Of course, Prime Minister Abe was quick to comment after the election that, in his view, the popular mandate for constitutional reform remains strong. He still would like to try to complete the process during his premiership. However, in my view, the combination of the low voter turnout and the LDP’s relative (albeit modest) losses in the Upper House election suggest concrete progress is unlikely to be made in the next one or two sessions of Parliament.
Constitutional Reform Endgame
For Abe’s constitutional reform endgame, it is possible that he will eventually stake his legacy on the issue and call a snap election in the Lower House. In my view, this is a risk scenario to consider seriously for sometime after the 2020 Tokyo Olympics (September 2020) and before Abe’s term as LDP President ends (September 2021). Between now and September next year, Team Abe will stay focused on the economy, particularly immediate and urgent challenges that exist.
Here are the key signposts and challenges immediately ahead for Japan:
- Consumption tax freeze at 10%
PM Abe made an election pledge of freezing the consumption tax at 10% for at least 10 years (after the tax goes up to 10% on October 1). In the coming months, it will be important to see repeated confirmation of this new policy, with both Ministry of Finance (MOF) and broader LDP next-gen leaders following PM Abe’s lead. Signs of MOF officials contradicting Abe’s pledge would be a potential red flag for post-Abe LDP resolves.

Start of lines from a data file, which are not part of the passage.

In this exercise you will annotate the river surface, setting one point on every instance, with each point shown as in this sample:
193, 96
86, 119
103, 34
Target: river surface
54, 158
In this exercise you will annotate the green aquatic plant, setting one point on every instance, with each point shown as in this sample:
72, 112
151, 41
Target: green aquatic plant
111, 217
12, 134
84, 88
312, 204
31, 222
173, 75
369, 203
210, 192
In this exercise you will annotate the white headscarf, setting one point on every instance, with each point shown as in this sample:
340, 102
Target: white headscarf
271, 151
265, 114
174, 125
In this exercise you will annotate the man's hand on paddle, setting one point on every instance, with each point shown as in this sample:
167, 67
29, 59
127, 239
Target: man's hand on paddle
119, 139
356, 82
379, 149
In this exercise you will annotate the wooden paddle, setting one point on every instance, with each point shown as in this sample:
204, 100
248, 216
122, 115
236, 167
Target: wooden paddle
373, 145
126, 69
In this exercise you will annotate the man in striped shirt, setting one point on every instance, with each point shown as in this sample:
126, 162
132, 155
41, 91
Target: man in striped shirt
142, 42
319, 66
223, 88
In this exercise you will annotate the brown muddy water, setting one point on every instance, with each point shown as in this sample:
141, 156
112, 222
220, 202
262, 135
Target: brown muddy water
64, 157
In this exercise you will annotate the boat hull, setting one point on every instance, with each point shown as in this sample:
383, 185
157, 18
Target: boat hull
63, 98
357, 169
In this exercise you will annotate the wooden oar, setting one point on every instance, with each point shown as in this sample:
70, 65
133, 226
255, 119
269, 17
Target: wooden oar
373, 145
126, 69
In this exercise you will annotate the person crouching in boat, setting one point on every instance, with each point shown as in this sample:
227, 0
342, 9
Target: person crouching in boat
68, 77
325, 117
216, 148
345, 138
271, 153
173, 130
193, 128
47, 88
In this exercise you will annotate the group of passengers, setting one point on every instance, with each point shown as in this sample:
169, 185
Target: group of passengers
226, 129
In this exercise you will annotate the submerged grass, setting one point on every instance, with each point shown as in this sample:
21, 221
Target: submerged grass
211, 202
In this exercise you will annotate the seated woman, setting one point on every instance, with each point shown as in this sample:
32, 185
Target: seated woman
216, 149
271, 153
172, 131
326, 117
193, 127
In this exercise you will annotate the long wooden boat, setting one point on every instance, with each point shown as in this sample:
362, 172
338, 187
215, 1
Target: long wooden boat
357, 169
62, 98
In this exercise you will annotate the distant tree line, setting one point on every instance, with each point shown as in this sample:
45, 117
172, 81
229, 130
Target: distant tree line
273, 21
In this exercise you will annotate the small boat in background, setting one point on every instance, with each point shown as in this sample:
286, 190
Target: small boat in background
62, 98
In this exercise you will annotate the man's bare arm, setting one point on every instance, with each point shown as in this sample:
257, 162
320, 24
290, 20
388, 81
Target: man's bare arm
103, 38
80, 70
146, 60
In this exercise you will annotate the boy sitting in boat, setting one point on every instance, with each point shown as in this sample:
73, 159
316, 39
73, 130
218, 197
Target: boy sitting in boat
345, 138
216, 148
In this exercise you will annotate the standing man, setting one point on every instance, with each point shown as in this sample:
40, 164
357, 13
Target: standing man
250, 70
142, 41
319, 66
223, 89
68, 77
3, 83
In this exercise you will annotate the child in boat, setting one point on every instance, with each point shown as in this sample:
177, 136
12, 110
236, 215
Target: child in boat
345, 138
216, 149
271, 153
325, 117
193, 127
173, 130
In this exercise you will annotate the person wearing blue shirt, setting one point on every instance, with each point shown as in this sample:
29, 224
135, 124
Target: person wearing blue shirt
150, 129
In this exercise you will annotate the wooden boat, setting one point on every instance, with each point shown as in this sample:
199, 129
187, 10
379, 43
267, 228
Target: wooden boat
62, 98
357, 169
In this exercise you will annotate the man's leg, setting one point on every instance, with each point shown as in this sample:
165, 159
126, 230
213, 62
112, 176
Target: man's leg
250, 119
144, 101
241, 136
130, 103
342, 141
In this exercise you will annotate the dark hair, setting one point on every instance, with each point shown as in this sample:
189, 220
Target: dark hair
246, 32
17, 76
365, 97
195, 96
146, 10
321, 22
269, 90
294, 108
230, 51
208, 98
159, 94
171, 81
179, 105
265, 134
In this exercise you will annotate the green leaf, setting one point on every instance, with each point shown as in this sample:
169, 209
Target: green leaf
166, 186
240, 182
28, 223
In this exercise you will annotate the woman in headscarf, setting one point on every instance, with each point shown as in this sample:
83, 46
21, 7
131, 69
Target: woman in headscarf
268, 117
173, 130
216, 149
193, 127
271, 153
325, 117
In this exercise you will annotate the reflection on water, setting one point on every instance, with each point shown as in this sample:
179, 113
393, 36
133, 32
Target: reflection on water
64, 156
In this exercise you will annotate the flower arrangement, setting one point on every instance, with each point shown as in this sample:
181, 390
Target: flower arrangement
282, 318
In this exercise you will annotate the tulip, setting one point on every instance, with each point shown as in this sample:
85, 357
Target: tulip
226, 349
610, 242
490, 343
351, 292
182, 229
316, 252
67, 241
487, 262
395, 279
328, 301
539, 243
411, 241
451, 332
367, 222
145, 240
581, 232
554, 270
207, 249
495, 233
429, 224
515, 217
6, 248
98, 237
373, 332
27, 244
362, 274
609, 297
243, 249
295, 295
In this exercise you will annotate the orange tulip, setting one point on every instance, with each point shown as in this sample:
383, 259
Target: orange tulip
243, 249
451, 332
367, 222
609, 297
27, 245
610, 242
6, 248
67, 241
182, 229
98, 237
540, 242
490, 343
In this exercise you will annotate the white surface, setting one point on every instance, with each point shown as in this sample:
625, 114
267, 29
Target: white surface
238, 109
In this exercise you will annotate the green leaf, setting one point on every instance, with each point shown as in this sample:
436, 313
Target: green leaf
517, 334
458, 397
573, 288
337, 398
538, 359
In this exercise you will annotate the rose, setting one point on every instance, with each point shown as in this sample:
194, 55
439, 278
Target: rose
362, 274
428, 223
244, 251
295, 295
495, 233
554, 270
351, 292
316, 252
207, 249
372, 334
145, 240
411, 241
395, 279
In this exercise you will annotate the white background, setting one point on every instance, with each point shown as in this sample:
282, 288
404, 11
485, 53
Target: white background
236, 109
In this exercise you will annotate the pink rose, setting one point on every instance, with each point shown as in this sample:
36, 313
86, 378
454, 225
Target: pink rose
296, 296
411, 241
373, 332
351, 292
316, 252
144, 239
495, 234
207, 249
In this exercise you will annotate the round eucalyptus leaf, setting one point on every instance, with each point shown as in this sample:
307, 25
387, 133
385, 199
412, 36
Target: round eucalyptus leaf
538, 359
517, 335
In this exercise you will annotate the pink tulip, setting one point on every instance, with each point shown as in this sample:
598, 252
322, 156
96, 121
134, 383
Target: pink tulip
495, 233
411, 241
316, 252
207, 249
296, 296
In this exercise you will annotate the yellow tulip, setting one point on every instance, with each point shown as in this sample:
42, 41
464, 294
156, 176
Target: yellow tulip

- Japan-Korea trade war escalation
The imposition of tight controls for essential high-tech components on Japanese exports to Korea has sparked fears of not just short-term supply chain challenges, but potential further escalation of trade disruption between the two most advanced countries in Asia-Pacific. If the free flow of goods can no longer be taken for granted across Asia, both Asia and Japan markets may be forced to reprice required risk premia. It is not easy to see how much political capital Team Abe will be prepared to invest in creating a resolution given the broad-based loss of trust between both nations.
- Response to U.S. Weak Dollar Policy
If U.S. monetary policy begins to shift toward outright stimulus, Japan will need to formulate a response. Cooperation between the MOF and Bank of Japan (BOJ) is running smoothly, and coordinated action involving added monetary easing via increased government bond issuance (i.e., a de facto monetized extra budget) is one possibility. The BOJ extending the duration of its yield curve cap is another (i.e., moving to cap the 15-year or 20-year yield, rather than just the current 10-year). We agree with Governor Kuroda that the BOJ has plenty of policy ammunition left, though we think markets still underestimate Japan’s special coordination powers, including the ability to link monetary action directly to added fiscal expansion. After the election, Abe made clear that there is plenty of new potential fiscal power available to boost domestic demand, should further economic momentum be lost.
- Revival of Pro-Growth Structural Reform Policies
PM Abe does remain committed to promoting structural reform in general, and entrepreneurship and innovation policy in particular. I am hopeful that added tax incentives for venture capital, special economic zones and other measures to boost entrepreneurship will reemerge at center stage in the policy debates running up to the creation of next year’s budget. In addition, new tax incentives for retail and pension investors to rebalance portfolios toward higher domestic equity allocations are poised to be forthcoming for 2020-21.